La licence III, souvent confondue avec le régime restaurant, mérite une clarification à part. Le régime exact qui s'applique à un établissement, entre petit régime restaurant et licence IV classique, dépend surtout de l'usage fait de l'alcool, comme le détaille la section suivante.
Pour les dirigeants d'établissements de restauration, notre expertise comptable en restauration s'appuie sur cette classification pour anticiper l'impact du choix de licence sur la structure de coûts.

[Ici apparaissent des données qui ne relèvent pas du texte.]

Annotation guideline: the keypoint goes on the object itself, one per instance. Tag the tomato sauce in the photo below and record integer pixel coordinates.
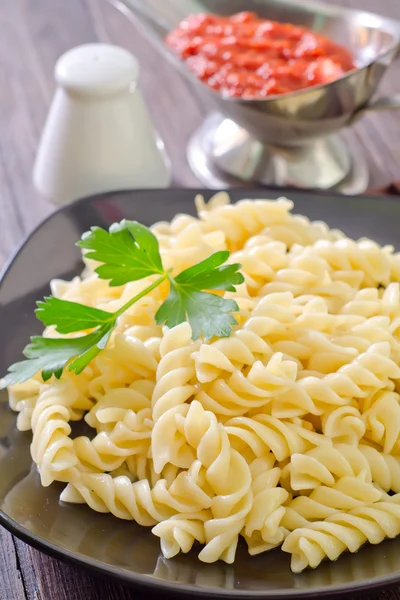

| Catégorie | Seuil d'alcool | Régime applicable |
|---|---|---|
| Boissons sans alcool | Sans alcool ou ≤ 1,2° | Vente libre, aucune licence |
| Groupe 3 | ≤ 18° | Licence III |
| Groupes 4 et 5 | > 18° | Licence IV |
Licence 4 ou licence restaurant, quel régime choisir pour votre établissement ?
Réponse rapide
La licence restaurant et la licence III sont gratuites mais limitent la vente d'alcool à l'accompagnement d'un repas. La licence 4, elle, a un coût variable selon les régions et autorise la vente libre, hors repas. Le choix dépend donc du concept, service au bar ou uniquement en salle.
Deux régimes coexistent, et leur confusion coûte cher aux porteurs de projet. Le régime III et le régime restaurant sont gratuits, contrairement à la licence IV, dont le coût varie selon les régions. Cette différence tarifaire pèse sur le plan de financement.
Servir un vin ou un spiritueux titrant plus de 18° pendant un repas ne rend pas la licence IV automatiquement obligatoire. Ce service relève du régime restaurant, tant que la boisson accompagne un repas consommé sur place. La licence 4 devient nécessaire uniquement pour la vente libre, hors du cadre du repas, par exemple un service au bar avant ou après le coup de feu.
Ce choix engage le concept entier de l'établissement. Un point de vente qui se limite au service en salle peut fonctionner durablement avec une licence restaurant gratuite. Un établissement qui veut développer un bar, une terrasse animée en soirée ou une carte de spiritueux hors repas doit intégrer le coût et la rareté de la licence IV dès le business plan.
| Régime | Coût | Boissons autorisées | Condition d'usage |
|---|---|---|---|
| Régime restaurant / III | Gratuit | Jusqu'à 18° | Accompagnement d'un repas, consommation sur place |
| Licence IV | Variable selon les régions | Toutes catégories, y compris > 18° | Vente libre, y compris hors repas |
Ce n'est pas qu'une case à cocher sur un formulaire. La structure de coûts change, la ventilation de la TVA entre les taux applicables aux boissons se complexifie, et la comptabilité de l'établissement doit suivre ces deux régimes distincts sans les mélanger.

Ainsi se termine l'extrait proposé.